Each action carries a dataPoint (the observed fact, e.g. "4 of 5 cited competitors have FAQ schema; your page does not") and a verificationTest (how to prove the fix worked, e.g. "Add FAQPage schema; re-run Project in 7 days; confirm readiness score increases by >3 points").

When gap analysis runs

Gap analysis now runs as part of every Run Project — awaited, not fire-and-forget. When the Run Project spinner stops, gap analysis is complete and the result is cached locally. On the Overview tab, the Citation Gap Analysis panel renders instantly from the cached result.

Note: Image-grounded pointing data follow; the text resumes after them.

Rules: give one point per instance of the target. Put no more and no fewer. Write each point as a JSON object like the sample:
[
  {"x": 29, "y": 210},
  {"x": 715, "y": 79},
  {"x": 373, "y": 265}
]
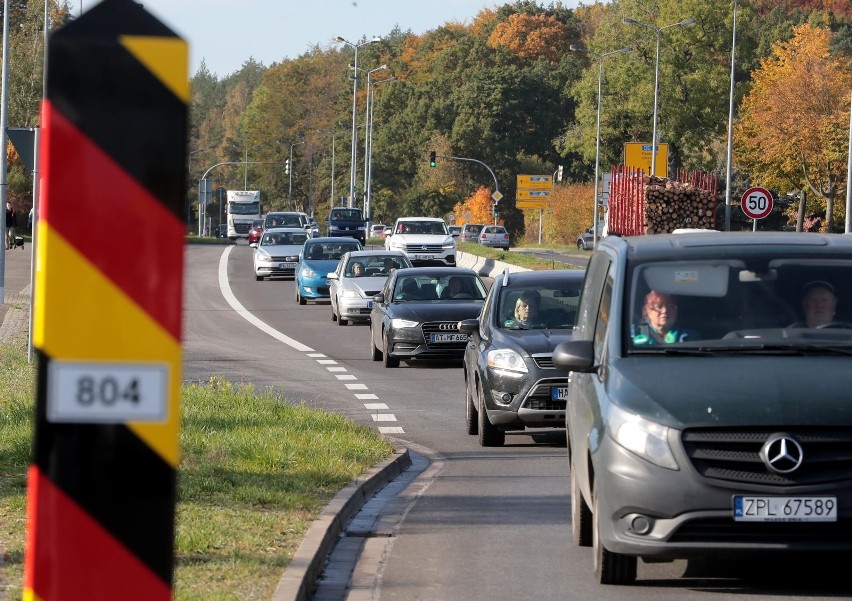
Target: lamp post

What if no competitors were found?

If the citation scan did not surface any co-mentioned competitors AND you have not declared any in project settings, gap analysis has nothing to compare against and is skipped. The panel shows a placeholder prompting you to declare competitors in settings.

Acting on the results

The recommended workflow:

  1. Focus on Critical actions first — those are the closest to required features.
  2. Implement fixes in priority order. Most are small (add schema, rephrase a heading, update a date) and ship in a day.
  3. Re-run Project. Verify the action's verificationTest passes (readiness score moves, signal flips from missing to present).
  4. Wait 2-4 weeks. AI engines need time to re-crawl and re-evaluate. Citation rate changes lag structural changes.
  5. Compare the new gap analysis against the previous one. Closed gaps will drop off; any new gaps (competitors shipped something recent) will appear.